Some creative suggestions to help your school get the most out of the Special School Library Pack.

boy reading with pile of books illustration

Sharing stories

Choose actions or signs to represent story characters and use them when you tell and talk about the story. 

Try telling the story but adding actions or signs for certain words in the story. Once students have become familiar with each selected action, you can try fully replacing the word with the action, much in the same way as silent actions can replace the singing in Heads Shoulders Knees and Toes. This could also be done using visual images, noises or even smell to represent some of the different words. You might want to combine several or all of the sensory experiences.

Discussion points

Discuss what it would be like if a character from one of the stories came to the students' environment. If they came to visit your school, what would you do and where would you take them?

Imagine a character from one book escaped into another. What would happen? What would they say? What would they do?

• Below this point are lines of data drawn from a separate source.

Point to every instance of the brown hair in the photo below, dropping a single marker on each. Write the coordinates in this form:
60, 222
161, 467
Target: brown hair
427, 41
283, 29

Match pictures within the story to symbols showing the relevant emotions.

Writing activities

Create a 'same and different' table for two stories, challenging students to look at two books and find five things that are the same and five things that are different.

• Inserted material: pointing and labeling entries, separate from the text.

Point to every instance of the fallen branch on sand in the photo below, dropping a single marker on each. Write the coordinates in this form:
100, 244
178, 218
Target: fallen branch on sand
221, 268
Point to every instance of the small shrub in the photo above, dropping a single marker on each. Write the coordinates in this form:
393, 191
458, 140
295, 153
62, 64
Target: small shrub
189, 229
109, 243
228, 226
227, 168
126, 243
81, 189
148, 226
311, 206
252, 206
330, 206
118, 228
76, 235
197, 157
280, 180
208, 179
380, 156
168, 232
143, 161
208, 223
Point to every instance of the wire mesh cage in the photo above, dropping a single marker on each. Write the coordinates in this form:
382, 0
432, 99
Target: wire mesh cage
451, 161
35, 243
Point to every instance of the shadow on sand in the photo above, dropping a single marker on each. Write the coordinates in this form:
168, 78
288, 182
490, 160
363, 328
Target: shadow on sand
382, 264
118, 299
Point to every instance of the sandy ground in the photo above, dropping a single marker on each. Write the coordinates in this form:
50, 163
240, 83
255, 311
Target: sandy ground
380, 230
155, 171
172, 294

Looking at the sensory stimuli in a story, create a spider diagram with the story title in the middle and the smells, tastes, touches, sights and sounds on the five radial arms. Around each of the five senses, encourage students to write experiences that would be encountered in the story. 

Students could try writing a text message or email from one character to another.

Drama and performance

Create a sequence of three tableaus to represent the beginning, middle and end of the story. This can be a great acting experience for students who might not feel comfortable speaking or even moving in a performance.

Use a bed sheet and a light source to create a shadow theatre. You can make puppets out of card, or students can act themselves, in order to retell the story. You can change your own shadow by sticking ears onto a headband, or making a cardboard nose. If you use a projector, human actors can interact with cardboard puppets placed on the projection screen. Agree someone (probably the teacher) to take on the personality of one of the characters. Students can then phone the character, and ask them questions. If confident, students can then try playing a different character themselves.

Get creative

Students can make their own 'envelope theatre' and paper finger puppets: cut a hole in an A4 envelope and draw curtains on the front. Slide puppets of story characters inside and act out key scenes.

Adapt a nursery rhyme song you know to sing about the story. For example, take Old King Cole or Twinkle Twinkle to give you a tune, then begin singing the story for your students and get them to continue it.